How the lung’s thin wall is damaged
Inside the lungs, a paper-thin wall separates air in the tiny air sacs from blood in the surrounding vessels. This wall is built from tightly linked lining cells and supporting proteins that act like zipper teeth. When mice were placed in air that was almost pure oxygen for up to three days, this barrier began to fail. Fluid and proteins leaked into the air spaces, lung tissue swelled, and the microscopic appearance of the lungs started to resemble that seen in acute respiratory distress syndrome, a severe form of lung failure in humans. At the same time, levels of inflammatory molecules in lung washings rose steadily, signalling an aggressive local immune response.
A signaling switch that loosens cell junctions
The team focused on EphA2, a receptor on the surface of lung cells that helps control how tightly neighboring cells cling together. During prolonged high-oxygen exposure, the activated form of EphA2 increased in the lungs, while key junctional proteins that keep cells sealed together, such as cadherins and claudins, were lost or became disorganized. This pattern suggested that the EphA2 pathway was helping to pry open the barrier. Other related receptors changed much less, pointing to EphA2 as a central player in this kind of oxygen-driven injury.
Antibody treatment shields the lung barrier
To test whether EphA2 was simply a marker or an active culprit, the investigators gave some mice an antibody that specifically blocks EphA2 before exposing them to very high oxygen. Compared with untreated animals, mice receiving the antibody had lungs that looked healthier under the microscope, with less fluid buildup, fewer damaged areas, and more continuous staining of the proteins that stitch cells together. Markers of oxidative stress inside lung cells were reduced, and chemical signals of inflammation in lung washings tended to be lower. The antibody also nudged internal survival pathways toward a state that seemed to favor barrier stability over runaway cell stress.
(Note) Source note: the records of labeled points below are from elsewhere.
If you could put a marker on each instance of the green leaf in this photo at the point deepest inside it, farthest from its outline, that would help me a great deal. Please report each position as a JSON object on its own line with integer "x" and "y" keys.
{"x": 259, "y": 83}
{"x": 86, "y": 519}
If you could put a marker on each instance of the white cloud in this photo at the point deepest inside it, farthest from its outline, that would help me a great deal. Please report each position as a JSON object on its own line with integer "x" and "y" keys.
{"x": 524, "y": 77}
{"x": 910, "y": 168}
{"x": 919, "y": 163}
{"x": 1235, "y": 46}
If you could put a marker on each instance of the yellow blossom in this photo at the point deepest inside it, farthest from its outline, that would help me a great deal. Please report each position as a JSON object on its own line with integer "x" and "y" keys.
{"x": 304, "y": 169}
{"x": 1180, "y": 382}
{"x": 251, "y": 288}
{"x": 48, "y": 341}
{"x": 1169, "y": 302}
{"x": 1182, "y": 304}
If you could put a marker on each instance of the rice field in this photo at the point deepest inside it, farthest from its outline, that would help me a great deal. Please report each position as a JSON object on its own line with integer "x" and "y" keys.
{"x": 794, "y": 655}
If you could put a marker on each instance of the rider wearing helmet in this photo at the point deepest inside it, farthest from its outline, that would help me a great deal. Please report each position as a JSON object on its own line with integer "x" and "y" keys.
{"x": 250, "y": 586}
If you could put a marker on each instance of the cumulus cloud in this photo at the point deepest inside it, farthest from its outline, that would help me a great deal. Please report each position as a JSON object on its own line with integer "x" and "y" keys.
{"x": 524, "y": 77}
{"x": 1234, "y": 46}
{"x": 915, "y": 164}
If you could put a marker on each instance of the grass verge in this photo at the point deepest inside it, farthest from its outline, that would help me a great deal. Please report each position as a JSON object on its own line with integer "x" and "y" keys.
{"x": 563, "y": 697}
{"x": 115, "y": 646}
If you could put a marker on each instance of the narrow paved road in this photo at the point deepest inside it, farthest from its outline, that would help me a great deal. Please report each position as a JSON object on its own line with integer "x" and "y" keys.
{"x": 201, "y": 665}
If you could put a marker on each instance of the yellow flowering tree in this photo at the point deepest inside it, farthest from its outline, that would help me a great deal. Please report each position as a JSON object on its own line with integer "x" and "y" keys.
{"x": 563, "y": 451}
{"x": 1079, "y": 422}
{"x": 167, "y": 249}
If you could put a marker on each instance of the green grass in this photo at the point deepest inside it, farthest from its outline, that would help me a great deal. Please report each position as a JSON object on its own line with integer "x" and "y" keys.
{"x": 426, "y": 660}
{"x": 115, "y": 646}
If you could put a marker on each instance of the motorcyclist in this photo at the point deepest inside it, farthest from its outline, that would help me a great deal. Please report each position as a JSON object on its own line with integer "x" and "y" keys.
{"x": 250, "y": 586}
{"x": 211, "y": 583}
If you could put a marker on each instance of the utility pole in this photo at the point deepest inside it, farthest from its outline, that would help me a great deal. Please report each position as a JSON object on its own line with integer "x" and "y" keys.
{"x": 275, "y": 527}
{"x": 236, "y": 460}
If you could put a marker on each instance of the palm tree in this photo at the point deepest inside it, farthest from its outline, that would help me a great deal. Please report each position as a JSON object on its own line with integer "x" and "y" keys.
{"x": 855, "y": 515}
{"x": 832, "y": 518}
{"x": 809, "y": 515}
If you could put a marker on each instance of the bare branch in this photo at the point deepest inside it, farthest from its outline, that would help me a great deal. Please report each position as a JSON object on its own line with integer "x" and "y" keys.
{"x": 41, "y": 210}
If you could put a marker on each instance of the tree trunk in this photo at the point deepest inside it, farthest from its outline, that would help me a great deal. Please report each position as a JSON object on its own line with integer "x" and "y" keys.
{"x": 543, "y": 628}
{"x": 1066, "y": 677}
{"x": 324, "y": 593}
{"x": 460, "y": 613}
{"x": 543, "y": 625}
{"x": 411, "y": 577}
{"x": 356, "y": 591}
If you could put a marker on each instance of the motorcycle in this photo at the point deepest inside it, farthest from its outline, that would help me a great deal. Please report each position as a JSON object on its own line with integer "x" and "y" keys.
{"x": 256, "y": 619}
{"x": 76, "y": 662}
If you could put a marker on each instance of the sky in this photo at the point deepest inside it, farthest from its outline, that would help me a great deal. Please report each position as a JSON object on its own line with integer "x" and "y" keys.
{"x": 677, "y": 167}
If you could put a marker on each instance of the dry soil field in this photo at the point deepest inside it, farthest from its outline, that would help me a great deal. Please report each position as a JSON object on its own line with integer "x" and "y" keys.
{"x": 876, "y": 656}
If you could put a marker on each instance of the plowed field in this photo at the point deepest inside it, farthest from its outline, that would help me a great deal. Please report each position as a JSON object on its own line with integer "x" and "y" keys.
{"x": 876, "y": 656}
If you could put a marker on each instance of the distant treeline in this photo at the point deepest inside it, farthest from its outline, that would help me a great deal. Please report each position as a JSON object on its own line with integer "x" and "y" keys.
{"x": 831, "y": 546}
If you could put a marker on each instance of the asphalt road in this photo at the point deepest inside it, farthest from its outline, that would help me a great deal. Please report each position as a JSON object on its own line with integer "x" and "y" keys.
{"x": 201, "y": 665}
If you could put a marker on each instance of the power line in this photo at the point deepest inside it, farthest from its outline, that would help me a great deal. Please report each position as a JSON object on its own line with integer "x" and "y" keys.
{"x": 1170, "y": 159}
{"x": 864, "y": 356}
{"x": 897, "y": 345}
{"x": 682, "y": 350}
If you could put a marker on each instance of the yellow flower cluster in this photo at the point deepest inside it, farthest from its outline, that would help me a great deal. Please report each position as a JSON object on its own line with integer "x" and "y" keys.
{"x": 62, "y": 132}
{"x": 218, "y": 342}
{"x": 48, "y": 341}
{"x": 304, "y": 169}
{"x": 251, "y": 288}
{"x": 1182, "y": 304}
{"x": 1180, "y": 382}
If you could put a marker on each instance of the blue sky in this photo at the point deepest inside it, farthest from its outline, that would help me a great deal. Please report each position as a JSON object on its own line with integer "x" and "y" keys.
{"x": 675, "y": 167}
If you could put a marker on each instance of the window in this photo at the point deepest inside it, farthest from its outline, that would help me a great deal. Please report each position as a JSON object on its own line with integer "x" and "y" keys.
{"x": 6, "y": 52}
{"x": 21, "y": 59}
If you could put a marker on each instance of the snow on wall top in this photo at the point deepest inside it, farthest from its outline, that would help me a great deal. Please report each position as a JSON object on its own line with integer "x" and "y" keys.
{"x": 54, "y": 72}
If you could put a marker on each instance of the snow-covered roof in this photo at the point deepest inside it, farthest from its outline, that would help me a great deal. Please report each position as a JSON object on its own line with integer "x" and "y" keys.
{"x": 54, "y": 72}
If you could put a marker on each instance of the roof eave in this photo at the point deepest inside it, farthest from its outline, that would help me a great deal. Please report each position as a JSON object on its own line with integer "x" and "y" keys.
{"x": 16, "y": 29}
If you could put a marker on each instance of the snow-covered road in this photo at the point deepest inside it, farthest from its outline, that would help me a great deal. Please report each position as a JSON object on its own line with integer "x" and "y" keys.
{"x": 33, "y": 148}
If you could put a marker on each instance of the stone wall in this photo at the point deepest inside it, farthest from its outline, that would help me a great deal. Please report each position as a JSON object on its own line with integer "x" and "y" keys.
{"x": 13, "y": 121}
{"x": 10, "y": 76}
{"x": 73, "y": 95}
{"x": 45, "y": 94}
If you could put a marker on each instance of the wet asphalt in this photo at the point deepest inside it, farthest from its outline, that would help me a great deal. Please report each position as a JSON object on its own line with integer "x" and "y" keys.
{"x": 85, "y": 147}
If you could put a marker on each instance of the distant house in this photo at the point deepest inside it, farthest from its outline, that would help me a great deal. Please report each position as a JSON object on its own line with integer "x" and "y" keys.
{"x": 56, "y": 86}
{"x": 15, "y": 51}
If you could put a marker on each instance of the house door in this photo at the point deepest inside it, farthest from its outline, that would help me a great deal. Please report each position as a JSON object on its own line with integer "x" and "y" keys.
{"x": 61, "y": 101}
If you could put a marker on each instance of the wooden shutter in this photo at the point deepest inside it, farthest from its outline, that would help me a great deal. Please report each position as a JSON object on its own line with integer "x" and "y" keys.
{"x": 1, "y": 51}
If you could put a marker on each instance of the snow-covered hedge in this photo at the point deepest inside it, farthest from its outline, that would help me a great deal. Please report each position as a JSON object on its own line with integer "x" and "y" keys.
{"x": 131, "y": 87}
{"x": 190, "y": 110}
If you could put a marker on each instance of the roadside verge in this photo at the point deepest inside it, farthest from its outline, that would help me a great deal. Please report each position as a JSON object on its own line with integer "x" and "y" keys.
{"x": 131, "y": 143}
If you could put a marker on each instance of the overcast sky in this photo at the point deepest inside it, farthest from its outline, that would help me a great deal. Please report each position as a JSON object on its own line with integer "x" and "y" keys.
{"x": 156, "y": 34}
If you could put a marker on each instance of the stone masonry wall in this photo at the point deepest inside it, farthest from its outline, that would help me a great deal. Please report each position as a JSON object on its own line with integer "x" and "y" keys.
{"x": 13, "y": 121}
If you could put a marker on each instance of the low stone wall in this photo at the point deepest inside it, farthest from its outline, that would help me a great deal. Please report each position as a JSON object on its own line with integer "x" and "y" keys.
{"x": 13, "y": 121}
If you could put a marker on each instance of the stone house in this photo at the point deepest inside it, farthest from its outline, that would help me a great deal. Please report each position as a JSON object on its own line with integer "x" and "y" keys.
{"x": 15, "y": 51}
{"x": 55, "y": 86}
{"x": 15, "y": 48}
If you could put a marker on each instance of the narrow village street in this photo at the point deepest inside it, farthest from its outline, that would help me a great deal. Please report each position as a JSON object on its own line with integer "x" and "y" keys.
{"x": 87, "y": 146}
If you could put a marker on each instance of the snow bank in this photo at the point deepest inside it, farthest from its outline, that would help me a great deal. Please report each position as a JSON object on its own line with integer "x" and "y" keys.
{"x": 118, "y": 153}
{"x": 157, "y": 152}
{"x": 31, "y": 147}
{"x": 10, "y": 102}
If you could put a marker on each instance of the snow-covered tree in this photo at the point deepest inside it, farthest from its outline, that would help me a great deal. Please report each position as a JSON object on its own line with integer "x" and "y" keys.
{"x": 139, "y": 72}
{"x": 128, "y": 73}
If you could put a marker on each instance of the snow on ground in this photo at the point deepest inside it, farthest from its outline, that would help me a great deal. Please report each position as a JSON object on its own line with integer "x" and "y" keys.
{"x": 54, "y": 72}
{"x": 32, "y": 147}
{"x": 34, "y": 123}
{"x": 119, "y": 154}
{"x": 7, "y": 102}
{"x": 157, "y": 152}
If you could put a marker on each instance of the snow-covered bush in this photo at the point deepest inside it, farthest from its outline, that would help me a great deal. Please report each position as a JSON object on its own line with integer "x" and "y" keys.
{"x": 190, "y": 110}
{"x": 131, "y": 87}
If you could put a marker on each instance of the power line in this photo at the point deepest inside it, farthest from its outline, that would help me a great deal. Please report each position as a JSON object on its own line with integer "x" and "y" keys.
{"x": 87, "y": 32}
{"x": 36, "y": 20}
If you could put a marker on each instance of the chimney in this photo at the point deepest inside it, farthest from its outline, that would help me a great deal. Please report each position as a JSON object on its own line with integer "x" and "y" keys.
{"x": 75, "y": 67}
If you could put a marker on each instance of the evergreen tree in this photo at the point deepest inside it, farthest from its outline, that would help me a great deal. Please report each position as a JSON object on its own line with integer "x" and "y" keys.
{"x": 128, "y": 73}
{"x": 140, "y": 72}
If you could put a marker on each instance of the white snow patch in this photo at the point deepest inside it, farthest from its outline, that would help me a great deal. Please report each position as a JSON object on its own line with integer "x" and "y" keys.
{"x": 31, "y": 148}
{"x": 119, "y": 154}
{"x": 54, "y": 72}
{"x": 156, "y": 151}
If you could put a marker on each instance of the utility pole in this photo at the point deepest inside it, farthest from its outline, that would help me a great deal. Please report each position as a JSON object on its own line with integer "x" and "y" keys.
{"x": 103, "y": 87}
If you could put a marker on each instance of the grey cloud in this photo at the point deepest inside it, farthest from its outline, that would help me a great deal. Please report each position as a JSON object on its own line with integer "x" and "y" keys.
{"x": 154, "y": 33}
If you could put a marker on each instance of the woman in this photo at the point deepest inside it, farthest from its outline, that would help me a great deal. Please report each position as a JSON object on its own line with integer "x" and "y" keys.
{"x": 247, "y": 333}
Better survival after an extreme oxygen challenge
The ultimate test was whether this protection translated into a real-world outcome. After three days of near pure oxygen, many untreated mice died once they were returned to normal air. In contrast, a significantly larger fraction of mice that received the EphA2-blocking antibody survived the same challenge. Even though the dose was given only once, before the oxygen exposure began, it appeared to preserve the lung barrier enough to help the animals weather the damaging conditions and recover when the oxygen level dropped back to normal.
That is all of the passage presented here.